Que les mauvaises créances vous acculent au pied du mur et vous obligent massivement à vendre de sorte que l’inventaire explose et que les valeurs marchandes baissent, ça semble peu probable. En fait, dans un contexte d’incertitude économique, non seulement le marché du multilogement est généralement convoité, pour sa très grande stabilité, mais l’économie canadienne occupe, par ailleurs, en tant que telle, une place de choix, du fait de sa stabilité économique et politique internationalement reconnue. Il ne serait donc pas étonnant, en ces temps de crise, que les grands joueurs de l’international regardent de notre côté, comme ils l’ont déjà fait du côté de Vancouver et de Toronto, et viennent impacter les TGA, provoquant ainsi une hausse significative des valeurs marchandes. On peut aussi mentionner au passage qu’au sein même de l’économie, les TGA entretiennent un rapport historiquement constant vis-à-vis du GoC. Dans le contexte actuel, avec la baisse drastique des taux que nous avons connue, pour plusieurs experts, les TGA flottent donc à haute altitude au-dessus de la position qu’ils devraient occuper pour respecter la proportion historiquement normale. Autrement dit, il serait moins surprenant de voir les TGA se compresser que de les voir se dilater, ce qui contribue, pour ma part, à limiter encore davantage ma perception du risque d’hécatombe en lien avec les valeurs marchandes.

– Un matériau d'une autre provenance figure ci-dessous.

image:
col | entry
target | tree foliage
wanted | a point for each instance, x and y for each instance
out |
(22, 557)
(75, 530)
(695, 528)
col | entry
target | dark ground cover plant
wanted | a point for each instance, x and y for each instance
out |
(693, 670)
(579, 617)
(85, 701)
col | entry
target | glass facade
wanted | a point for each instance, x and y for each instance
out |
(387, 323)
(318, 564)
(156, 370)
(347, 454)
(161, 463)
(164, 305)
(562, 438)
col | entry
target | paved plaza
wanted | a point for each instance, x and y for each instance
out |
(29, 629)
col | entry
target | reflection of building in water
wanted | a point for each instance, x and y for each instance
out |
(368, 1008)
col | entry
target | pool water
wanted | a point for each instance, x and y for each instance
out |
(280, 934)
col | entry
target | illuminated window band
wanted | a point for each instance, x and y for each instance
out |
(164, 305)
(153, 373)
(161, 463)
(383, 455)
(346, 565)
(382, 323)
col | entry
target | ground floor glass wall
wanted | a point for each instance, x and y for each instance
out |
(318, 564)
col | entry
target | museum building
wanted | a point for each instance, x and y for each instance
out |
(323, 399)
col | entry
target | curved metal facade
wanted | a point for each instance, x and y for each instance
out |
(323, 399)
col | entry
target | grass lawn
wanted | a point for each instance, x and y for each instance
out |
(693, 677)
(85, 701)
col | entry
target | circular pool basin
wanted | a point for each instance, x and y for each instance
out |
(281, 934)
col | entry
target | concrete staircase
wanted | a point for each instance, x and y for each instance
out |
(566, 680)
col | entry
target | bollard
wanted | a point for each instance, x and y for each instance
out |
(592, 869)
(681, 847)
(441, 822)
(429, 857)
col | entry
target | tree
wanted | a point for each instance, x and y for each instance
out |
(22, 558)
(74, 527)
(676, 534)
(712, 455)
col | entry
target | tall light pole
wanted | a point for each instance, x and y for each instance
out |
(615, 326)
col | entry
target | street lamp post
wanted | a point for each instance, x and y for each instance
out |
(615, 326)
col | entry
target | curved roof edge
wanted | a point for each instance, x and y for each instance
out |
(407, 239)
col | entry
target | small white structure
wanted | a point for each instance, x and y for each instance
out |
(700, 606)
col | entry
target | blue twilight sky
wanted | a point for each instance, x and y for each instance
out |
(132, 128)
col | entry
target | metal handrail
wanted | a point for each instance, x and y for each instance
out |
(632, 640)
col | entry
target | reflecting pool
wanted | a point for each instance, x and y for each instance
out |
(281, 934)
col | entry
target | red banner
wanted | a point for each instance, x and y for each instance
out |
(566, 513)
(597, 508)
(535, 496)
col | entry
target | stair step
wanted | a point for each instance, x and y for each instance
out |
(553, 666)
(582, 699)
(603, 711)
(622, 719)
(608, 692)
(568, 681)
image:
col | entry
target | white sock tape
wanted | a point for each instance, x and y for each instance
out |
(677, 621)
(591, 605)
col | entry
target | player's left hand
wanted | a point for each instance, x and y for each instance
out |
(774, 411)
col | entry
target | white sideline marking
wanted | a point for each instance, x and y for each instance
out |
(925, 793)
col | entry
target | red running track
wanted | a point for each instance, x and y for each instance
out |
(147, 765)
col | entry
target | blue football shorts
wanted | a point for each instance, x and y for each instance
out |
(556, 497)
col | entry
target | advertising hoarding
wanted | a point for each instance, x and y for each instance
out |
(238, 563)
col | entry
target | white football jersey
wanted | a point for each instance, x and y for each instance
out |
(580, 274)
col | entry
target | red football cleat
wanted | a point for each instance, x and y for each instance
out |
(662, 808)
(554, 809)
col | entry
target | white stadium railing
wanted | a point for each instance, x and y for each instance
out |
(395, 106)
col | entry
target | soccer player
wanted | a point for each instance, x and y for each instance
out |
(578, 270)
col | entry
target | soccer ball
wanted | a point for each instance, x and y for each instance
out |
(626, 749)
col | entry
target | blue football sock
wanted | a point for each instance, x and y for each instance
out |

La hausse des taux d’intérêt

Finalement, en ce qui concerne les taux d’intérêt, la banque centrale du Canada a été assez explicite sur le sujet : « Le Conseil de direction maintiendra le taux directeur à sa valeur plancher jusqu’à, […] selon notre projection actuelle […] 2023 ». Bien sûr, le gouverneur de la banque du Canada ne peut s’y engager officiellement, puisque ce serait contraire au mécanisme de détermination du taux directeur qui se produit huit fois par année, et qu’ultimement les décisions dépendront de la variation du taux d’inflation et du PIB, qui eux-mêmes dépendront de la sortie de crise et de plusieurs autres facteurs. Cependant, selon les prévisions de la BDC et celles de plusieurs experts dans le domaine, il semble peu vraisemblable d’assister à une hausse de taux dans les années à venir. Or, si vous êtes en mesure de stabiliser un projet en deux ou trois ans à partir d’aujourd’hui, puis d’en fixer ensuite le taux sur une période de 5 à 10 ans, le risque en devient assez limité.

Bref, tout ça pour dire que lorsqu’on entend raconter à la radio et à la télé que la baisse des taux d’intérêt contribue à créer une « bulle immobilière » qui risque de faire des ravages, je crois qu’il faut émettre des réserves, du moins en ce qui concerne le marché multirésidentiel. Le risque, c’est bien souvent corrélé à la part d’inconnu d’un projet. Ça vaut se pencher véritablement sur la question plutôt que de se contenter de ressasser des lieux communs.